Disegno a china, retro.

Più complessa è stata invece l’indagine svolta sul dipinto. Realizzato ad olio su tela, è stato sottoposto a fluorescenza UV, riflettografia IR e microscopia digitale. Questi esami sono utili ad effettuare una comparazione con la versione definitiva dell’opera, conservata nella Galleria Moderna a Palazzo Pitti. Lo studio dei pigmenti, inoltre, ha consentito di verificare che l’elenco scritto dall’autore sul retro del bozzetto a china coincida effettivamente con i pigmenti realmente utilizzati per il dipinto.

IR720nm

La riflettografia non ha messo in evidenza il disegno preparatorio, ma non si esclude la sua presenza. L’indagine ha escluso la presenza di ritocchi successivi e di restauri. Nella zona centrale è stata riscontrata una leggera caduta di colore, probabilmente causata dall’usura del tempo.

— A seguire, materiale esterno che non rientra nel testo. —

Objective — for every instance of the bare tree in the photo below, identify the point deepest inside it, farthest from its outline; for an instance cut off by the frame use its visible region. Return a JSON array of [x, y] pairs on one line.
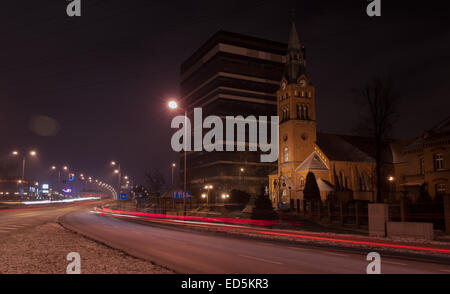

Interessante è la presenza di un grande segno a matita che attraversa il retro della tela, che potrebbe essere la sigla del donatore del dipinto al collezionista Giovanni Matteucci. La fluorescenza UV ha poi confermato la presenza di una stesura di vernice di finitura, applicata dall’artista allo scopo di proteggere il film pittorico.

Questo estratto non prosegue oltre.